Individuals are returning to the Portuguese market and looking to invest in property following the influx of distressed bargain hunters that flooded the country last year. Agents and developers are beginning to report a shift in demographics in line with economic recovery.
Portuguese real estate companies have generally been considered to be less reluctant to slash the value of properties in the country throughout the downturn and investors have often been frustrated with the lack of cheap distressed property
But as the real estate market begins to recover
- Knight Frank Global House Price Index recently reported 0.2 per cent growth in prices over the course of 2009 - many are now viewing the market with renewed optimism.
Developers in the region are reporting a return of confidence to the market, according to Infinito Real's managing director Stephen Anderson, who told Overseas Property Professional that it was becoming easier to close property investment deals
"What we've seen is a much more confident and educated client who has realised the potential for investment is ripe now," he explained.
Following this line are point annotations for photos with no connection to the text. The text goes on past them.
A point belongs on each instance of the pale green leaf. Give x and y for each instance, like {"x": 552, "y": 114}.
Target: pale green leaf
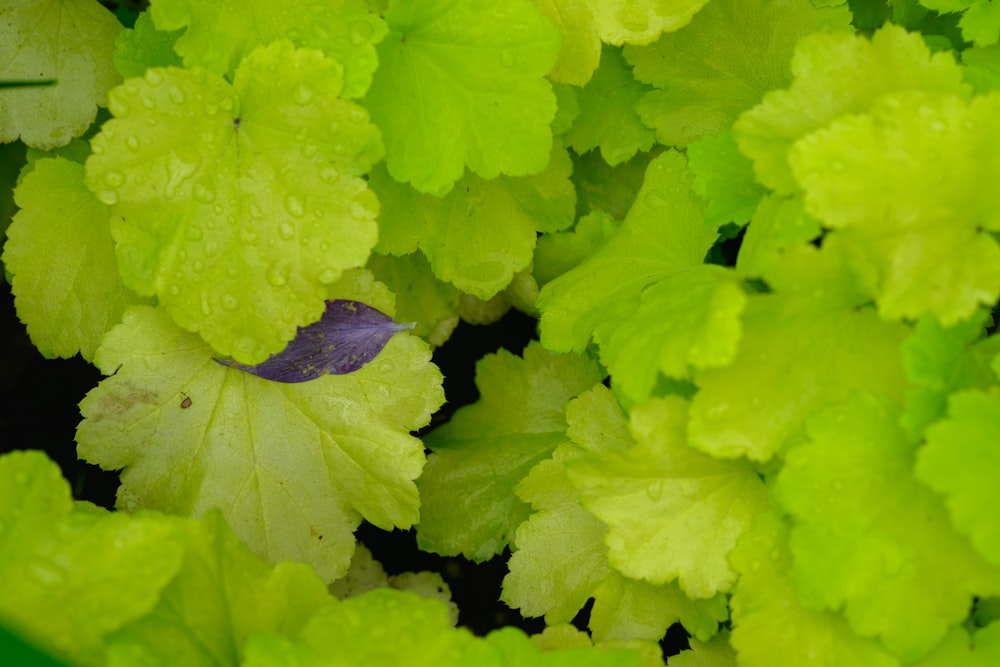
{"x": 238, "y": 233}
{"x": 218, "y": 35}
{"x": 472, "y": 75}
{"x": 913, "y": 235}
{"x": 607, "y": 117}
{"x": 836, "y": 74}
{"x": 69, "y": 41}
{"x": 770, "y": 625}
{"x": 487, "y": 448}
{"x": 65, "y": 279}
{"x": 664, "y": 234}
{"x": 868, "y": 538}
{"x": 733, "y": 52}
{"x": 294, "y": 467}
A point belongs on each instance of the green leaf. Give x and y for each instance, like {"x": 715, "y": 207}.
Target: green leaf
{"x": 607, "y": 117}
{"x": 294, "y": 467}
{"x": 561, "y": 531}
{"x": 939, "y": 361}
{"x": 557, "y": 253}
{"x": 961, "y": 462}
{"x": 733, "y": 52}
{"x": 724, "y": 178}
{"x": 770, "y": 624}
{"x": 483, "y": 231}
{"x": 807, "y": 345}
{"x": 65, "y": 280}
{"x": 219, "y": 35}
{"x": 381, "y": 627}
{"x": 778, "y": 225}
{"x": 581, "y": 45}
{"x": 472, "y": 75}
{"x": 672, "y": 512}
{"x": 959, "y": 649}
{"x": 221, "y": 597}
{"x": 641, "y": 21}
{"x": 837, "y": 74}
{"x": 238, "y": 233}
{"x": 690, "y": 319}
{"x": 487, "y": 448}
{"x": 143, "y": 46}
{"x": 72, "y": 578}
{"x": 664, "y": 234}
{"x": 915, "y": 240}
{"x": 869, "y": 538}
{"x": 70, "y": 41}
{"x": 980, "y": 23}
{"x": 420, "y": 296}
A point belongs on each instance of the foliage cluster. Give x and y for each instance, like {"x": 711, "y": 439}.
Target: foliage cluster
{"x": 760, "y": 238}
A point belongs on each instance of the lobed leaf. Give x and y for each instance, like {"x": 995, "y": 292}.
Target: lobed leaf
{"x": 69, "y": 41}
{"x": 238, "y": 233}
{"x": 473, "y": 77}
{"x": 294, "y": 467}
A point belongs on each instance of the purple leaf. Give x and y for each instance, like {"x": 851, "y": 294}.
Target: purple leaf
{"x": 348, "y": 336}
Meanwhile, in a recent report by Jones Lang LaSalle, managing director Manuel Puig said: "As we moved into 2009, expectations could not have been worse for the property market, with the economy in recession and the investment and occupation markets shrinking. However, by the end of 2009 the extremely pessimistic forecasts did not materialise and the market adapted itself to the new circumstances, which in turn is leading to a return of confidence."
Cut the Deficit
Both Spain and Portugal have pledged to cut spending as part of the recent European Union loan package agreement. Deficits are set to reach 8.5 per cent of gross domestic product in Portugal, above the eurozone's required three per cent limit. In addition, the two countries promised to put forward "significant" budget cuts for the coming years.
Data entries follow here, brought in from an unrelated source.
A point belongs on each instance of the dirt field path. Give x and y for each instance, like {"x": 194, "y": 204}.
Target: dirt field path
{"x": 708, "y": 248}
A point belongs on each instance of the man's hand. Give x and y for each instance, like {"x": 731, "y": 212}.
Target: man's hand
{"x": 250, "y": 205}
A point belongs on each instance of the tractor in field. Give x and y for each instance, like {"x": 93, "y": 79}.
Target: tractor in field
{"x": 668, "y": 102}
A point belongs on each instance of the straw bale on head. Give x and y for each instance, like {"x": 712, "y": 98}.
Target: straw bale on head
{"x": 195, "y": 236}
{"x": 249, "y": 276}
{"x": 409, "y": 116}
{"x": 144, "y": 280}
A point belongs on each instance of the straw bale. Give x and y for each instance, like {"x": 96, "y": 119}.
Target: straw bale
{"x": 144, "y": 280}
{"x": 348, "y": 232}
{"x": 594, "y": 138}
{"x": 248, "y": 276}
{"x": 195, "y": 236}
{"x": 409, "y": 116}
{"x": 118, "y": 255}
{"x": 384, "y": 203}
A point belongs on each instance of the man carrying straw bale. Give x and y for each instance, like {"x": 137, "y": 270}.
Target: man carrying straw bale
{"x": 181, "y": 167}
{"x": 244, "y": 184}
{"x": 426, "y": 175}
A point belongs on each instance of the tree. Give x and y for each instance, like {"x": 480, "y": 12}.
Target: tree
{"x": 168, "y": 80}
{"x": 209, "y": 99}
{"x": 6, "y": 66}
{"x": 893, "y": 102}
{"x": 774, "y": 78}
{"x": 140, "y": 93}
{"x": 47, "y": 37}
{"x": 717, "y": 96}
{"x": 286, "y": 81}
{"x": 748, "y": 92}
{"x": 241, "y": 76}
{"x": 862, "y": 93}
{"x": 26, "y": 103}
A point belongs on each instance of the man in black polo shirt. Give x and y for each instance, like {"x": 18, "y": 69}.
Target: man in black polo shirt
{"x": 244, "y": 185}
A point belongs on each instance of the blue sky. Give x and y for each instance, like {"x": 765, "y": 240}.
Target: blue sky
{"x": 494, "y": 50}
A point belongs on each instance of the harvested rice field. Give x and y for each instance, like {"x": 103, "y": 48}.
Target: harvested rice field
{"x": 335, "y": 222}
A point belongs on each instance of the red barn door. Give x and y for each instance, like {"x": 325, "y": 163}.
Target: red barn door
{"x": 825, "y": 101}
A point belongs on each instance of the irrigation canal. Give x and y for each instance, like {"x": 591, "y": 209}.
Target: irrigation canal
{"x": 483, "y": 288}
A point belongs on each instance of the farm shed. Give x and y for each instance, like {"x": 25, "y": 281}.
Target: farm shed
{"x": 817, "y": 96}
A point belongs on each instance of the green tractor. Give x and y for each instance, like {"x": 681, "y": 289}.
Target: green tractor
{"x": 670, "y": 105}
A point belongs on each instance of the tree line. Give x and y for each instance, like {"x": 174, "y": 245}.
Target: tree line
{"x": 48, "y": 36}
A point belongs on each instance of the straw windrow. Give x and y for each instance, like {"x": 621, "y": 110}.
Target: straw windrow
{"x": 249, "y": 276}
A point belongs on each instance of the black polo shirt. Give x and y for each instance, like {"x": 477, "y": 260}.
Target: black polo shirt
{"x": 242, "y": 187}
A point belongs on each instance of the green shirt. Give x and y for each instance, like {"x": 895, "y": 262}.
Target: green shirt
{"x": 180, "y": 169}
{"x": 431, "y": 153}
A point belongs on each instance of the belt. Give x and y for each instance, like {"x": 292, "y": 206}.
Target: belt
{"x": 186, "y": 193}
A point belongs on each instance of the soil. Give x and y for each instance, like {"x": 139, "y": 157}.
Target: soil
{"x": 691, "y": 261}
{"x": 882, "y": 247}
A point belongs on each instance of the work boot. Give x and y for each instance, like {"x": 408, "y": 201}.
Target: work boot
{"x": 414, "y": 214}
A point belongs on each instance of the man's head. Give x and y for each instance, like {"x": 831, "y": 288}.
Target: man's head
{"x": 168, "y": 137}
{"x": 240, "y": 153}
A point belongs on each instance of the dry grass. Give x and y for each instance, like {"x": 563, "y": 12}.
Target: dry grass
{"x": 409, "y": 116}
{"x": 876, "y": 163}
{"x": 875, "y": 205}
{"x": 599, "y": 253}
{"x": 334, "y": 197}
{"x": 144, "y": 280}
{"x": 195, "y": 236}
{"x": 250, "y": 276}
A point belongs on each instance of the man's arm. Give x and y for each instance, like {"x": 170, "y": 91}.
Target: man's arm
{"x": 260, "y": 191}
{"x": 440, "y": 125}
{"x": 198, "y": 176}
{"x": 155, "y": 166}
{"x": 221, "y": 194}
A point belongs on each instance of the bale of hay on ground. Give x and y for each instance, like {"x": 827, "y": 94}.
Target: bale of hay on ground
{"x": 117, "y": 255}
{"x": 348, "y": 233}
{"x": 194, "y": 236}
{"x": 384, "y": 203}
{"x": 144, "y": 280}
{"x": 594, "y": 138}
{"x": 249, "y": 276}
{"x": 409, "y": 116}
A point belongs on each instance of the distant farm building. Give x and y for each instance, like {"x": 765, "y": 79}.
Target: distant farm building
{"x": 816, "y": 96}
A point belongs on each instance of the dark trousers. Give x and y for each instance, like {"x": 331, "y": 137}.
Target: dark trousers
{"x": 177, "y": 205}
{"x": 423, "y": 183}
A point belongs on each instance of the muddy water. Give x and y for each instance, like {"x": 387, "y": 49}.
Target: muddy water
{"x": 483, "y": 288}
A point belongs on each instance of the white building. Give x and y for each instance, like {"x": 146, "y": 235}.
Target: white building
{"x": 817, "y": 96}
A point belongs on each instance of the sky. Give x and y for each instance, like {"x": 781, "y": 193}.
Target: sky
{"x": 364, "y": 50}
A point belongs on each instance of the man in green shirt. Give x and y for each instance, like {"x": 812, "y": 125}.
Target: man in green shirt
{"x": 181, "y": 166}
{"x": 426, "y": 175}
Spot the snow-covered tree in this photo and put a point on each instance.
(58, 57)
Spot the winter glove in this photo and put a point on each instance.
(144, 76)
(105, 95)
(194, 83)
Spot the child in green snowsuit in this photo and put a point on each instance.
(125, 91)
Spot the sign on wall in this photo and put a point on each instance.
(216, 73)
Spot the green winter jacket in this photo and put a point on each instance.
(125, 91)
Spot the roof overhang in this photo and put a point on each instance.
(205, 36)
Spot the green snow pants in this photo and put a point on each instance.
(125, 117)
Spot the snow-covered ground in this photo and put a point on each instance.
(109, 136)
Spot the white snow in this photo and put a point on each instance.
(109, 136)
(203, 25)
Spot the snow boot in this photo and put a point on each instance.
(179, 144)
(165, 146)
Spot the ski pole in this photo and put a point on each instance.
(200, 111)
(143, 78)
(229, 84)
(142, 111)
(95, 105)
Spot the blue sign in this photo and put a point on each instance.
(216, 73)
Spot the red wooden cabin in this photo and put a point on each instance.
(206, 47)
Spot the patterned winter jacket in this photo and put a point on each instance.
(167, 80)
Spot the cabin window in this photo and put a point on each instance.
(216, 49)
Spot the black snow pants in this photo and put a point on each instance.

The country's credit rating was downgraded two notches to A-minus recently by Standard and Poor's, which said the structural weakness of Portugal's finances and its uncompetitive economy justified the cut.
Bank of Portugal Governor Vitor Constancio said the deficit-reduction measures had been "well received in the financial markets". And despite the short-term restrictive impact on the economy, the measures will only be temporary and the economy will eventually come out of the woods.